Highland Heights, KY (PRWEB) June 19, 2014
The Northern Kentucky Law Review and NKU Chase College of Law seek submissions for the fourth annual Law + Informatics Symposium on February 26-27, 2015. The conference will provide an interdisciplinary exploration of digital information in the courtroom, including the importance of insuring that such information is reliable, resilient, and uncompromised.
The symposium is an opportunity for academics, practitioners, consultants, and students to exchange ideas and explore emerging issues regarding digital forensics and the rules of evidence and discovery in criminal and civil cases.

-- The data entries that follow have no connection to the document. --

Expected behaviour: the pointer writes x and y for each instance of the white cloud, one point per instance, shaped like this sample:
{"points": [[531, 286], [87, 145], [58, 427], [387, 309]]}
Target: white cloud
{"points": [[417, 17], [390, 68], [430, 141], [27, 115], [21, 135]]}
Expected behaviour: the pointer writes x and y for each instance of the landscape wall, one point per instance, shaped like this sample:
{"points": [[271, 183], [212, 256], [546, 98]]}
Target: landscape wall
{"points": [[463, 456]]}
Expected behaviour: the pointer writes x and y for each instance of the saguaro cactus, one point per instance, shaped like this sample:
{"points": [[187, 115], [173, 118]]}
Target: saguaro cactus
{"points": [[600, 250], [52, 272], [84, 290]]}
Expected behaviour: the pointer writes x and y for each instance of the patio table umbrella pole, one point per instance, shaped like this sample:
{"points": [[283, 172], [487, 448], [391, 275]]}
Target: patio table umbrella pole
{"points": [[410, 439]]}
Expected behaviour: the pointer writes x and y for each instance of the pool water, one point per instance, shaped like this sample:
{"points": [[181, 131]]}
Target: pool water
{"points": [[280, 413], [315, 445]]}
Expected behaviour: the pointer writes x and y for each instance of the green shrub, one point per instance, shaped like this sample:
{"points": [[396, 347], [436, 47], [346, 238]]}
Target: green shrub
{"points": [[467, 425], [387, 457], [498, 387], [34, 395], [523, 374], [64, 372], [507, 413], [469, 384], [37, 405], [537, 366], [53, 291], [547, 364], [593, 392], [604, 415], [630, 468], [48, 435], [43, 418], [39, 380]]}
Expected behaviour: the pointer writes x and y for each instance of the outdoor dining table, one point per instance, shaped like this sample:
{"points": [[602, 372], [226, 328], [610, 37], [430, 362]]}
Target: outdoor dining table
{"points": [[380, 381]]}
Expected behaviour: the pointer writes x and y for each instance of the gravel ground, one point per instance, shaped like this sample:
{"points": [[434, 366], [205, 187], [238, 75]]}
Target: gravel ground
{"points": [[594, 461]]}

Interdisciplinary presentations are encouraged. Authors and presenters are invited to submit proposals on topics relating to the theme of the conference, such as:
Digital Evidence in the Courtroom
Submissions & Important Dates:
Law Review Published Article: The Northern Kentucky Law Review will review, edit, and publish papers from the symposium in the 2015 spring symposium issue. Papers are invited from scholars and practitioners across all disciplines related to the program. Please submit a title and abstract (of 500-1000 words) or draft paper for works in progress. Abstracts or drafts should be submitted by September 1, 2014. Submissions may be accepted on a rolling basis after that time until all speaking positions are filled.
Presentations (without publication) based on Abstracts: For speakers interested in presenting without submitting a publishable article, please submit an abstract of the proposed presentation. Abstracts should be submitted by September 1, 2014. Submissions may be accepted on a rolling basis after that time until all speaking positions are filled.
About the Law and Informatics Institute: The Law + Informatics Institute at Chase College of Law provides a critical interdisciplinary approach to the study, research, scholarship, and practical application of informatics, focusing on the regulation and utilization of information – including its creation, acquisition, aggregation, security, manipulation and exploitation – in the fields of intellectual property law, privacy law, evidence (regulating government and the police), business law, and international law.
Through courses, symposia, publications and workshops, the Law + Informatics Institute encourages thoughtful public discourse on the regulation and use of information systems, business innovation, and the development of best business practices regarding the exploitation and effectiveness of the information and data systems in business, health care, media and entertainment, and the public sector.